Corrado Bagnoli, nato a Carate Brianza nel 1957, è laureato in filosofia ed è attualmente insegnante di lettere nella scuola media.
Dal 2004 è curatore della collana di libri d’arte “Fiori di Torchio” editi dal Circolo Culturale “Seregn de la Memoria”per il quale ha scritto e curato i libri fotograficidella collana Pomm Granà“Inventario quotidiano”, 2005; “Brianza, un paese in viaggio”, 2006; “Brianza, un paese in piazza. Tra memoria e desiderio” , 2007.
E’ redattore della rivista “La Mosca di Milano” e della collana di poesia, saggi e traduzioni “Sguardi” delle edizioni La Vita Felice.
E’ redattore della rivista “La Mosca di Milano” e della collana di poesia, saggi e traduzioni “Sguardi” delle edizioni La Vita Felice.

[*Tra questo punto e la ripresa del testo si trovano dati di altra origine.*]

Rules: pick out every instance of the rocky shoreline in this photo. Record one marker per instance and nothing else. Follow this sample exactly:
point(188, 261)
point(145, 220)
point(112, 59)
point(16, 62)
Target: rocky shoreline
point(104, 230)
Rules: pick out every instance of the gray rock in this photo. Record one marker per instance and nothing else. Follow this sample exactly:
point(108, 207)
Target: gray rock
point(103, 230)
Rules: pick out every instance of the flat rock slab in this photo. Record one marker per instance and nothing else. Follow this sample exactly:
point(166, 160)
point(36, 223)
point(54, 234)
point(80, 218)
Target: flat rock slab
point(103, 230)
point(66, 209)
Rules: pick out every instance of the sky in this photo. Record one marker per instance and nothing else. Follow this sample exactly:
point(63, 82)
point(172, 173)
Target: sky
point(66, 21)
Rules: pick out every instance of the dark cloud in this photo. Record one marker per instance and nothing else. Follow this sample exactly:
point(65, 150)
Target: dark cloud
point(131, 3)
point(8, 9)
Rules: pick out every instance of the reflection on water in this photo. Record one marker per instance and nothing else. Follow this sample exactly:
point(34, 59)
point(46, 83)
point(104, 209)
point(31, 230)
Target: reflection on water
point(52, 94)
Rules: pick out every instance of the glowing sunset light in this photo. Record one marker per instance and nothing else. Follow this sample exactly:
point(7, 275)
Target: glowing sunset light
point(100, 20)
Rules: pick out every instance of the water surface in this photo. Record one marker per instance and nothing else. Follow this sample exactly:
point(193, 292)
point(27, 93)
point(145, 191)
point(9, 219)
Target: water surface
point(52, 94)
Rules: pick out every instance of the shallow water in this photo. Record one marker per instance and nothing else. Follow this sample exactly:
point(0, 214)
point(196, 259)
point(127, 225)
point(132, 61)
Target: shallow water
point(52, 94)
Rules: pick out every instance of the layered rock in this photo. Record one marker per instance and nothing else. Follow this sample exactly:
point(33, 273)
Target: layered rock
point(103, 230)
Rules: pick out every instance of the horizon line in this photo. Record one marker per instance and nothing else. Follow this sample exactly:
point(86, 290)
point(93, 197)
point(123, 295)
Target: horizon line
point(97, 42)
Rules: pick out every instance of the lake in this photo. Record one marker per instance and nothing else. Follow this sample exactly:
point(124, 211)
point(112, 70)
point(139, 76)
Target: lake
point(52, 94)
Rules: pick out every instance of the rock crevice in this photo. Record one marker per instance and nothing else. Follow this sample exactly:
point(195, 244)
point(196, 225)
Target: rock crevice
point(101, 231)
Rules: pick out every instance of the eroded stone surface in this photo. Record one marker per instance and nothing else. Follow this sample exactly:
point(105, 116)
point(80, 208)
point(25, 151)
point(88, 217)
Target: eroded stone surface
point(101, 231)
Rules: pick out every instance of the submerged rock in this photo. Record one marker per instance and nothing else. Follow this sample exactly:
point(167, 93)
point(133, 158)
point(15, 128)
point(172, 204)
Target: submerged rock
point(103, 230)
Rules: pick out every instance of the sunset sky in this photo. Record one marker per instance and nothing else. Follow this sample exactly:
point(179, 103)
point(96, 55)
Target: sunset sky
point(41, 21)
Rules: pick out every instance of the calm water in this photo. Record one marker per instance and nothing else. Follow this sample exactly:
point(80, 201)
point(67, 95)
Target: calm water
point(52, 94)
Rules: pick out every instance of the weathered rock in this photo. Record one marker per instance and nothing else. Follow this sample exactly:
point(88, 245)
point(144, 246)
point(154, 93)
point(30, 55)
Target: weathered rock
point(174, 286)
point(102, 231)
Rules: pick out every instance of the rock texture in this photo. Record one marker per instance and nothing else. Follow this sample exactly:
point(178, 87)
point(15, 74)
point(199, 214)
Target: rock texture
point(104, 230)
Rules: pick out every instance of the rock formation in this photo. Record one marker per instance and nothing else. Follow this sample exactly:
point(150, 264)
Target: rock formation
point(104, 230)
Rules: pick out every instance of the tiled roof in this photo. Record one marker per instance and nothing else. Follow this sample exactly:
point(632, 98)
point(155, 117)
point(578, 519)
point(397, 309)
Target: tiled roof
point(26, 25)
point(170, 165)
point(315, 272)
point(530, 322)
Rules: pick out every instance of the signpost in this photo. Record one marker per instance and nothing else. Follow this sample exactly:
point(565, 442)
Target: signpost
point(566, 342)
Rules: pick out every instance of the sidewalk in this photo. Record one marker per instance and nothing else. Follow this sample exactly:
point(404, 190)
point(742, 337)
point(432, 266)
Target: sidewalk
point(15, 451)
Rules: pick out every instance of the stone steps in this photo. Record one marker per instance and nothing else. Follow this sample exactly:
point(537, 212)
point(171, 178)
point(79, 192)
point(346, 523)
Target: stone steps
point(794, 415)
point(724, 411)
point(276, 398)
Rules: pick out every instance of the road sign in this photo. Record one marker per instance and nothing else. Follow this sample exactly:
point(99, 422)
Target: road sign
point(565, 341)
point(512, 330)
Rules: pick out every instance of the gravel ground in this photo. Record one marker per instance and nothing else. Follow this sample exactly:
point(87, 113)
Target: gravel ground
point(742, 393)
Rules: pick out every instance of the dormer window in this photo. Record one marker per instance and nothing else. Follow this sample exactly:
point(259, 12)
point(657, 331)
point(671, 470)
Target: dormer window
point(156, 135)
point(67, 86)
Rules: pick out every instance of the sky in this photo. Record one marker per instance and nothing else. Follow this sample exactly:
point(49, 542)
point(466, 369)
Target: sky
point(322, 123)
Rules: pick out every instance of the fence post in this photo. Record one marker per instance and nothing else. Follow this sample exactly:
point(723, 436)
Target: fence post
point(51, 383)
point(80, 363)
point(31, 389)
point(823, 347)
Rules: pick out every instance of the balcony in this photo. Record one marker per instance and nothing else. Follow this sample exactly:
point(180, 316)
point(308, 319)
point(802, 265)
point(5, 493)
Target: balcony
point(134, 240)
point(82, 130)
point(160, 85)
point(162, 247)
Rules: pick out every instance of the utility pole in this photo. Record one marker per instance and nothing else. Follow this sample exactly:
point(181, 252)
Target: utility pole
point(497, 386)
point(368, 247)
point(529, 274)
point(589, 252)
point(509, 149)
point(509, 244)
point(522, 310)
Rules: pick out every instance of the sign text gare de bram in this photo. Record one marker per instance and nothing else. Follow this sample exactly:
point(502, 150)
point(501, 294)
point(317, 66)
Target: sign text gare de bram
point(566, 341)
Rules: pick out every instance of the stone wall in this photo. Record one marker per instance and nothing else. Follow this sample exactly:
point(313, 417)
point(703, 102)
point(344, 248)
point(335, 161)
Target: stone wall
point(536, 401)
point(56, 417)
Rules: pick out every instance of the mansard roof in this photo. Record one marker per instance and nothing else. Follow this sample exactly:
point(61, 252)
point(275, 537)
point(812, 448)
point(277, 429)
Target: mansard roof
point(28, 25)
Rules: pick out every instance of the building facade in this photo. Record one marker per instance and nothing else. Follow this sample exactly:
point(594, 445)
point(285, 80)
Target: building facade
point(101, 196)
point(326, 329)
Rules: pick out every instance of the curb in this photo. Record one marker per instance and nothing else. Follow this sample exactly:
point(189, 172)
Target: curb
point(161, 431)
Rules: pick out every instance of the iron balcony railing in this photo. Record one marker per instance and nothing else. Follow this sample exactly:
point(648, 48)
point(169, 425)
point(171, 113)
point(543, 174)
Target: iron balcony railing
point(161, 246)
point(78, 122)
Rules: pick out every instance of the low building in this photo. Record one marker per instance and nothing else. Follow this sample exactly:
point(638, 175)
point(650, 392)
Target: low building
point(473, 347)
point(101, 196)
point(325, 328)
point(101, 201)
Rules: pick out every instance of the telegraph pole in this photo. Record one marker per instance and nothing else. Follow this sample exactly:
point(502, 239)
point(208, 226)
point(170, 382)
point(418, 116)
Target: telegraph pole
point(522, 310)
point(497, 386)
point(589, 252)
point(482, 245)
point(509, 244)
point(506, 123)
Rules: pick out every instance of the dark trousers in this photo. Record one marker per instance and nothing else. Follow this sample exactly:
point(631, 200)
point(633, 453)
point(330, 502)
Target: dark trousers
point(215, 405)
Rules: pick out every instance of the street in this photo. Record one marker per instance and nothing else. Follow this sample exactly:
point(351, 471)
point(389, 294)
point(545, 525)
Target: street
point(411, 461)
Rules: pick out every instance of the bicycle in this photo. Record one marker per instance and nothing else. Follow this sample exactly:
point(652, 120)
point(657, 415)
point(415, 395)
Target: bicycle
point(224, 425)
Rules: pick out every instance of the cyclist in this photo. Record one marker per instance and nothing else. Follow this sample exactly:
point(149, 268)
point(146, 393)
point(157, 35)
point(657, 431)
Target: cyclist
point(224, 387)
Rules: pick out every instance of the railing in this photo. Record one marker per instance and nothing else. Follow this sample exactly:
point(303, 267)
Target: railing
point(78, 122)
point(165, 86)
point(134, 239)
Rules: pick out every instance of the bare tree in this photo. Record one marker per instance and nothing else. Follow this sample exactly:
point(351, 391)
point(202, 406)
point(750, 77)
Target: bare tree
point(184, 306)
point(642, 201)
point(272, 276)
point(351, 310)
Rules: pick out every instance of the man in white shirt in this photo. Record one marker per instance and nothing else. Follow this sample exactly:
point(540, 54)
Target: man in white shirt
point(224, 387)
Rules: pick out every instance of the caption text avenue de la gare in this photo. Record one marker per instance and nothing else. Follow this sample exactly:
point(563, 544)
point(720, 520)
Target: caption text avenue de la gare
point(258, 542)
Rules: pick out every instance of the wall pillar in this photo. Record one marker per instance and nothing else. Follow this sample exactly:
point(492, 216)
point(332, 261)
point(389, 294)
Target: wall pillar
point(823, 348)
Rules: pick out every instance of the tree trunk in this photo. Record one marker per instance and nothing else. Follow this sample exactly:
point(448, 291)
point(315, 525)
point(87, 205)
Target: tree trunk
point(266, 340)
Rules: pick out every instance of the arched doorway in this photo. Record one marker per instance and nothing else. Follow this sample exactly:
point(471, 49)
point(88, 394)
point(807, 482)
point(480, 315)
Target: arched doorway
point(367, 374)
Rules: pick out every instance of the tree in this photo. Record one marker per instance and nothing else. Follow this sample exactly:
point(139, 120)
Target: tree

Tra le sue pubblicazioni ricordiamo: “Uichendtuttoattaccato” (romanzo, Edizioni Joker, 2003); “Ti scriverò un paese” ( poesie, Il bosco d’acqua, 1998); “Terra bianca” ( poesie, Book Editore, 2000, premio Caput Gauri 2001); “Nel vero delle cose” (poesie, Book Editore, 2003, finalista Premio S. Domenichino 2003, finalista Premio Contini Bonacossi 2003); “Fuori i secondi” (poema con versione dialettale a fronte di Piero Marelli, La Vita Felice, 2005), pubblicato anche per i tipi di Arché in una nuova edizione scolastica; “La scatola dei chiodi” (poesie, La Vita Felice, 2008, selezionato premio Pascoli 2009); “In tasca e dentro gli occhi” ( poesie, Raffaelli Editore, premio Clandestino 2009); “Casa di vetro” (poema in tre quadri, La Vita Felice, 2012).

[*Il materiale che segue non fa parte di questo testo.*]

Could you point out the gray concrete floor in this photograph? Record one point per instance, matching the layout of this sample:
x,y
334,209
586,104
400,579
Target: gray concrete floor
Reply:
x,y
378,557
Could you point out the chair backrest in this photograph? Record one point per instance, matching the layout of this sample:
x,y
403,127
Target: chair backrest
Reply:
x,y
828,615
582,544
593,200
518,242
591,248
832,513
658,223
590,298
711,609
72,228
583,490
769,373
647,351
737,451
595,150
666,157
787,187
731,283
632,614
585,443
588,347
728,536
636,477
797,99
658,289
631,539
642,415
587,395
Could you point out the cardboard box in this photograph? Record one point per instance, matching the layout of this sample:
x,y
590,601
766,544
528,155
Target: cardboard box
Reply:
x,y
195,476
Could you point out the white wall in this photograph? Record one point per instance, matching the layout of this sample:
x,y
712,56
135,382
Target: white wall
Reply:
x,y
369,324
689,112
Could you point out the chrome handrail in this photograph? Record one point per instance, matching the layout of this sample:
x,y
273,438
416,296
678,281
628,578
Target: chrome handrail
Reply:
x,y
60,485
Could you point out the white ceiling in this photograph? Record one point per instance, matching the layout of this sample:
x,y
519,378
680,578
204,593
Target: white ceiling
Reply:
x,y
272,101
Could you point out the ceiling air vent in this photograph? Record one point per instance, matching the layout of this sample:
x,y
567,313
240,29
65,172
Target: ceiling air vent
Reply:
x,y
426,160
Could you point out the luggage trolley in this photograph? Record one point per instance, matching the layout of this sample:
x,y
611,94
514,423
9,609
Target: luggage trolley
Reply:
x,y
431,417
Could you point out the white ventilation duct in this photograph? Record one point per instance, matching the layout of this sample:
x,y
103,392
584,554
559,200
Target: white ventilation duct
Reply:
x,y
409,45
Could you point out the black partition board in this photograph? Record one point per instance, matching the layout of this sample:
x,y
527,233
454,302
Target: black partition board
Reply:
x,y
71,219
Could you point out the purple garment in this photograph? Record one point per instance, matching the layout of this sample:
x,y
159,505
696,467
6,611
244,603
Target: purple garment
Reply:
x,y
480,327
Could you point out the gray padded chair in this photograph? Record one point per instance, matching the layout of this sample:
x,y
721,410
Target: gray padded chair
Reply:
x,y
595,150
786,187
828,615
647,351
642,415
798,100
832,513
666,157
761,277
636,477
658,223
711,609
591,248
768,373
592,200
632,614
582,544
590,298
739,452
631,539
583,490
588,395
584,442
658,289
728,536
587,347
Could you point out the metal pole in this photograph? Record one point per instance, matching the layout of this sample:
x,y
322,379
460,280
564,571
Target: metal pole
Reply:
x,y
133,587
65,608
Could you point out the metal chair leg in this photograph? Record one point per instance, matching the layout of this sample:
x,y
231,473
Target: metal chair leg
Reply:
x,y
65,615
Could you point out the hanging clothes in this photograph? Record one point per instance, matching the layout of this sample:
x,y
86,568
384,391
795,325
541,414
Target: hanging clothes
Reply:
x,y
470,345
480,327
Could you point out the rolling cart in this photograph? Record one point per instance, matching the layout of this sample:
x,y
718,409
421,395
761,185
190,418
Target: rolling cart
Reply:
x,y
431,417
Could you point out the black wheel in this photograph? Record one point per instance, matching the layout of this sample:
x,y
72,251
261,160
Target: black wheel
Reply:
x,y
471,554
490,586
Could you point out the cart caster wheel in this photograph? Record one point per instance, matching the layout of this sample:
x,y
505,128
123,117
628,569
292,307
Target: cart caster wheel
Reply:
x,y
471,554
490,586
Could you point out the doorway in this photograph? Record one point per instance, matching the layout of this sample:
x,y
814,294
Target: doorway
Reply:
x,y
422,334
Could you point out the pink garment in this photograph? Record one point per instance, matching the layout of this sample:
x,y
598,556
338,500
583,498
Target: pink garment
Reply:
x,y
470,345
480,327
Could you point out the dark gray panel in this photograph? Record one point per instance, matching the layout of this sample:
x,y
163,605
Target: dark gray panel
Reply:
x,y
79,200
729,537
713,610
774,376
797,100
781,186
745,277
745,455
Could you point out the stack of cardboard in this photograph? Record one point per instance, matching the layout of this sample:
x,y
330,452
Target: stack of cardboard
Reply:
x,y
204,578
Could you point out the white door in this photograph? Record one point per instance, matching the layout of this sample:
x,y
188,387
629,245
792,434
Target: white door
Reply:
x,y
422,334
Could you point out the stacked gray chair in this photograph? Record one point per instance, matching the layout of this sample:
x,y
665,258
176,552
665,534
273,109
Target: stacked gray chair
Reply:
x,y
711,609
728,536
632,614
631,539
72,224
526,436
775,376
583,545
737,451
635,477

La rivista di poesia Aujourd’hui poeme ha pubblicato la traduzione in francese di alcuni suoi testi, a cura di Jean Portante. Sue poesie e suoi saggi compaiono in numerose riviste e in varie opere antologiche tra cui ricordiamo qui “La poesia e la carne”, a cura di Mario Fresa e Tiziano Salari, La Vita Felice, 2009.